The curtain dress was conceptualized and designed by The Carol Burnett Show costumer Bob Mackie. It parodies a scene in Gone With the Wind in which an impoverished Scarlett refashions a set of green velvet curtains into a dress to wear. The script called for the dress to be hanging off Burnett, but Mackie did not find it funny. He asked the art director for a real curtain rod and green fabric and made the dress on a mannequin. Burnett said that she came into costume fittings and when she saw the curtain rod she said it was the most brilliant sight gag ever.

When Ratt Butler first sees Starlett in her improvised garment, he calls it "gorgeous" and she replies, "Thank you. I saw it in the window, and I just couldn't resist it."

When Burnett descended the staircase, the laughter of the studio audience was so sustained that it had to be edited for broadcast.
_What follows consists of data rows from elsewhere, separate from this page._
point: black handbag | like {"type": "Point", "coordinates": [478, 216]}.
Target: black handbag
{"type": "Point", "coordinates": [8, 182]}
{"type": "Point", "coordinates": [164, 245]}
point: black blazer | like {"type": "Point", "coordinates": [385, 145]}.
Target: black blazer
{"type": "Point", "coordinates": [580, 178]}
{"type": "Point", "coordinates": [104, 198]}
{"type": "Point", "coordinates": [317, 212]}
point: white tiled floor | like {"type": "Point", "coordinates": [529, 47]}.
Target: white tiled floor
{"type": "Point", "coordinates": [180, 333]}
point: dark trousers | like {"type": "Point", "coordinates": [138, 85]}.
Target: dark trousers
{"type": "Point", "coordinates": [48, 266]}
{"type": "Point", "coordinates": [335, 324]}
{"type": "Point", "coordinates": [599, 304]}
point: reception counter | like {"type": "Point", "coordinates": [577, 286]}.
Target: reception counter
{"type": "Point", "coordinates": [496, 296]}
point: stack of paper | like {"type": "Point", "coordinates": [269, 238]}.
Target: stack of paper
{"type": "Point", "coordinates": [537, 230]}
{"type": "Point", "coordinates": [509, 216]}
It was the longest-length audience reaction in the series' entire 11-year run.

In 2009, Mackie and Burnett donated the dress to the National Museum of American History.

==Earlier parodies==
Exactly nine years earlier to the day, November 13, 1967, The Carol Burnett Show aired a different spoof entitled "Gone with the Breeze". In that sketch, Burnett's character was named "Scarlett O'Fever". Guest star Richard Chamberlain played "Ratt Butler", and Korman appeared as "Uncle Ben".

On another occasion, during a tribute to the films of MGM, a quickie based on Gone With the Wind was performed by Lawrence as Scarlett and Lyle Waggoner as Rhett.

==Legacy==
The curtain dress scene was named #2 in TV Guides January 23–29, 1999, list of "The 50 Funniest TV Moments of All Time". The entire outfit, curtain rod and all, is in the collection of the Smithsonian Institution.

In 2009, TV Guide ranked "Went with the Wind!" #53 on its list of "Top 100 Episodes of All Time". That year Mattel released a Starlett doll under the Barbie Celebrity Doll line.